Data has become a commodity. The more we store, the more challenges it brings. However, one of the key strengths emerging from captured data, is what we learn from it. Companies are surviving and experiencing continued, sustained, growth by applying the right tools to effectively manage the data captured. For instance, Dynamics 365 CRM “out of the box”, meaning without any development effort, provides cross-selling and upselling functionality. It suggests a product, based on the product’s relationship structure stored in the system. Hence, with applications like Dynamics 365, your agents will surely be asking: “do you want fries with that?”; shortly followed by: “do you want to go large?
On the other hand, Advanced Analytics, is what puts your organisation leaps and bounds above its competition. To do this properly, you must have the right data set, and must also know the traits required to get the most value out of your data. For example, Azure Machine Learning (ML) service, a part of Cortana Intelligence, can process significant amounts of prepared data, uncovering patterns and trends in your customer interaction history. To do this effectively, #ML uses techniques from statistical analysis to build a coded algorithm, called a Model. This model is used on data to identify traits and can be plugged into an application, like Dynamics 365, to provide some real insights.

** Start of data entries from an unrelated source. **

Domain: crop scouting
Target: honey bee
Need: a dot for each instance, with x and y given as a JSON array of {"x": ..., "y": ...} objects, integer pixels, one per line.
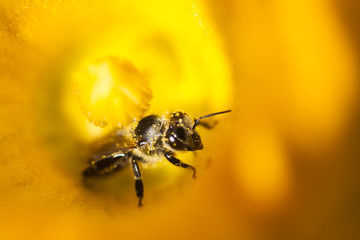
[{"x": 149, "y": 141}]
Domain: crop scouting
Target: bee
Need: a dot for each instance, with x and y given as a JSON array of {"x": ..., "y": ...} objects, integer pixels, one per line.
[{"x": 149, "y": 141}]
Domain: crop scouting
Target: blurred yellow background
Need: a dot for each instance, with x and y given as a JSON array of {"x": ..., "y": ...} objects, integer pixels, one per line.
[{"x": 282, "y": 165}]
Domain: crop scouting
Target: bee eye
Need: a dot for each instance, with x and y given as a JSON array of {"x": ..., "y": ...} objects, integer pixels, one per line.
[{"x": 180, "y": 133}]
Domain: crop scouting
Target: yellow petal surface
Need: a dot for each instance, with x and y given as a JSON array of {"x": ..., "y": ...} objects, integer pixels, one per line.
[{"x": 282, "y": 165}]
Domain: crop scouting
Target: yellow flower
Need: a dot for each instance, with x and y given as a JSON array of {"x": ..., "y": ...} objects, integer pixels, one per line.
[{"x": 276, "y": 167}]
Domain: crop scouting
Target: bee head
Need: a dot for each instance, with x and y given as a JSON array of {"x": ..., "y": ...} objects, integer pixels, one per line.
[{"x": 182, "y": 135}]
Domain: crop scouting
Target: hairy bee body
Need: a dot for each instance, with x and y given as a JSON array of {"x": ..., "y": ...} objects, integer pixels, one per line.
[{"x": 151, "y": 140}]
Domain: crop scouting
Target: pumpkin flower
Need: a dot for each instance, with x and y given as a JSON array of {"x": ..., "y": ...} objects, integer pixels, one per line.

This form of advanced analytics, surfacing on your CRM system, delivers the right kind of customer-centred information, adding a new dimension to your decision-making process.
For example, banks may use machine learning to identify fraudulent transactions. To achieve this, data is prepared to isolate traits such as location, transaction amount, time and type of transaction. ML can analyse these traits from customers transaction history to build a model, that can learn the general trend or pattern of a normal transaction. This model can be used to deduce the probability of a transaction being fraudulent.
#ML will not only increase the value to your business; it will also enable you to work more in line with your customers’ behaviour, understanding your customers’ demands and reveal some interesting “Relationship Insights.”
Consider the amount of data harvested by companies like Google and Smart Phone providers, I shudder to think, what data do they hold? Moreover, What kind of insights can they gain about our behaviour, using this data? Who has access to that data and how are they sharing that information?
These questions raise further concerns around data protection, data privacy and more importantly, challenge the authenticity for consent of data processing. This use of data also raises legal and moral debates surrounding data privacy, especially, when data is transmitted across international boundaries.